On the other side, Army Secretary Stevens contended that McCarthy and Cohn had launched a vindictive probe of the Army security programs in reprisal against those who had not co-operated to grant special treatment to Private Schine.

Senator McCarthy countercharged that the Army tried to blackmail his investigating subcommittee into dropping its investigation of the Army loyalty-security setup by threatening to circulate an embarrassing report about Cohn and Schine. The Wisconsin Senator declared that his investigation of the Army loyalty-security program was fully justified, and reiterated his charge that Major Irving Peress had been promoted by the Army despite his record as a “subversive.” McCarthy did not deny that he had criticized Brigadier General Ralph Zwicker as a “disgrace” in uniform. And he renewed his assault on the Fort Monmouth Missile Research Center as a place honeycombed with “Reds.”

It was easy to understand why the Eisenhower administration held the January 21 meeting at the Justice Department to decide how to handle Senator McCarthy. However, it was not so easy to understand why, after testifying there had been such a meeting, Army Counsel Adams refused to tell what was said.

Senator Stuart Symington, the handsome Missouri Democrat, was amazed that testimony would be barred on such a crucial meeting.

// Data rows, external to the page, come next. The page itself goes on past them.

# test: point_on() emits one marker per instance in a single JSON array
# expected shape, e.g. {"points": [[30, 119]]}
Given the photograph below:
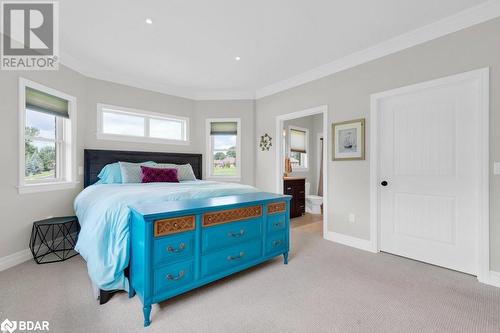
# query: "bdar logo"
{"points": [[8, 326]]}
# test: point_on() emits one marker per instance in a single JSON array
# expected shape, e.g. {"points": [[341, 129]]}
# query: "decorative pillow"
{"points": [[158, 175], [184, 171], [131, 172], [110, 174]]}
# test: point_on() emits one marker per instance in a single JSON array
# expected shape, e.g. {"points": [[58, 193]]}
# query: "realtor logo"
{"points": [[30, 35]]}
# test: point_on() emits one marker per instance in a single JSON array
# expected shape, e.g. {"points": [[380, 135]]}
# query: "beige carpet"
{"points": [[325, 288]]}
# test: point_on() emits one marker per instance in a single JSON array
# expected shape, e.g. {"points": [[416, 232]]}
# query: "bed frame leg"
{"points": [[147, 312], [105, 296]]}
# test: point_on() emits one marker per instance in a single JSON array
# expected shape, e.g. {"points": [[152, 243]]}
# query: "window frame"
{"points": [[147, 115], [65, 142], [289, 150], [209, 148]]}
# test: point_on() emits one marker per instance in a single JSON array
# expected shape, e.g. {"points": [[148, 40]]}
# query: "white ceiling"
{"points": [[189, 49]]}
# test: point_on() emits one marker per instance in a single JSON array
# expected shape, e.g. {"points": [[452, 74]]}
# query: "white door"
{"points": [[429, 155]]}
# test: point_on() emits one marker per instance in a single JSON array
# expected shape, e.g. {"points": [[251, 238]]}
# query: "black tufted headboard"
{"points": [[95, 160]]}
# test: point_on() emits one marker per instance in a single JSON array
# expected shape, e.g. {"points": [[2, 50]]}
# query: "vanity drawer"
{"points": [[229, 234], [276, 242], [276, 222], [230, 258], [174, 248], [173, 276]]}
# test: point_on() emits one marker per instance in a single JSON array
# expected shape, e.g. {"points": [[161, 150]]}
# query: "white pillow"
{"points": [[184, 171], [131, 172]]}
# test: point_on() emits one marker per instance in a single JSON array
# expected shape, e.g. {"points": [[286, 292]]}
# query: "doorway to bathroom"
{"points": [[302, 155]]}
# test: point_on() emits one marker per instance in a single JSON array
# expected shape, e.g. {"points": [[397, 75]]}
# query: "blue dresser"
{"points": [[181, 245]]}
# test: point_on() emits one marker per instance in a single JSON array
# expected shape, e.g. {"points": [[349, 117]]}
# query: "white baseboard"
{"points": [[359, 243], [493, 279], [15, 259]]}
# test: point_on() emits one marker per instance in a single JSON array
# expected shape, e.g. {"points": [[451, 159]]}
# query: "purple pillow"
{"points": [[158, 175]]}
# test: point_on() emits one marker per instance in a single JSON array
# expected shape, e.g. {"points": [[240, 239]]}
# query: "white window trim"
{"points": [[69, 133], [289, 138], [139, 139], [209, 156]]}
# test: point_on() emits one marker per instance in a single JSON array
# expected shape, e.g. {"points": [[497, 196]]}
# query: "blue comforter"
{"points": [[103, 214]]}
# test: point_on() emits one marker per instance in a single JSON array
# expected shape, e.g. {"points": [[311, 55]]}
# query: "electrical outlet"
{"points": [[496, 168]]}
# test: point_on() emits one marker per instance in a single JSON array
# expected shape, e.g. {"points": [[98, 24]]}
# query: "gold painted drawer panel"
{"points": [[231, 215], [174, 225]]}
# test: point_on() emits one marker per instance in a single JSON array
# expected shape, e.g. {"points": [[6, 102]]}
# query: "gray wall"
{"points": [[20, 210], [347, 95], [314, 124]]}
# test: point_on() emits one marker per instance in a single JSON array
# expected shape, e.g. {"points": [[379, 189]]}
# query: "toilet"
{"points": [[313, 202]]}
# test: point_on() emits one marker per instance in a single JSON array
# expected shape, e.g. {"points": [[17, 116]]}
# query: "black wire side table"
{"points": [[54, 239]]}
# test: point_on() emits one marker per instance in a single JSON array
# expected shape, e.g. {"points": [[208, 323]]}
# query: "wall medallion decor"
{"points": [[265, 142], [349, 140]]}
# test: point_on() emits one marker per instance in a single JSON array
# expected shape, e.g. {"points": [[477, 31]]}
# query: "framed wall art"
{"points": [[349, 140]]}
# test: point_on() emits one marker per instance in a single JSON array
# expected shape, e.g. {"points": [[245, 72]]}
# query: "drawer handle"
{"points": [[175, 278], [231, 258], [277, 242], [236, 234], [181, 248]]}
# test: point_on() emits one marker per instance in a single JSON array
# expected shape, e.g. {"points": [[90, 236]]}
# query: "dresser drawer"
{"points": [[230, 258], [173, 276], [276, 222], [229, 234], [174, 248], [276, 242]]}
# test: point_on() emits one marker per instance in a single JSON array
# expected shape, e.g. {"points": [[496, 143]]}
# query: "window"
{"points": [[299, 140], [124, 124], [47, 145], [223, 148]]}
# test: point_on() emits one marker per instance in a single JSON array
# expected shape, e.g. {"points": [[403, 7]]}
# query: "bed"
{"points": [[103, 211]]}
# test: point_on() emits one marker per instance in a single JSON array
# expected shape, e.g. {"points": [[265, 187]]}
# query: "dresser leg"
{"points": [[147, 312], [131, 292]]}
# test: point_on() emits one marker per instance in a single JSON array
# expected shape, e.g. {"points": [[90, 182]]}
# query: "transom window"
{"points": [[299, 140], [47, 149], [125, 124], [223, 148]]}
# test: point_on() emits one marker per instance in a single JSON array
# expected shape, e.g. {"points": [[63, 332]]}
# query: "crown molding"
{"points": [[464, 19], [224, 95]]}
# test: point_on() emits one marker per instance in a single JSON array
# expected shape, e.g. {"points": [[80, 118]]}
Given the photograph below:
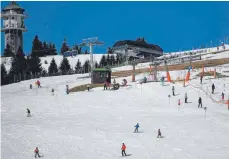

He declared that testimony on the January 21 meeting was essential to determine the responsibility for the Defense Department’s attempt to stop Senator Joseph McCarthy.

“This was a high-level discussion of the executive department, and this witness [Adams] has been instructed not to testify as to the interchange of views of people at that high-level meeting,” explained Joseph N. Welch, the gentle-voiced Boston lawyer who was serving as a special counsel for the Army.

“Does that mean we are going to get the information about low-level discussions but not about high-level discussions?” Senator Symington asked.

“That is only, sir, what I have been informed,” Welch replied and then carefully made it clear he was not passing on the right or wrong of the policy. “It isn’t a point of what I like. It is a point of what the witness has been instructed.”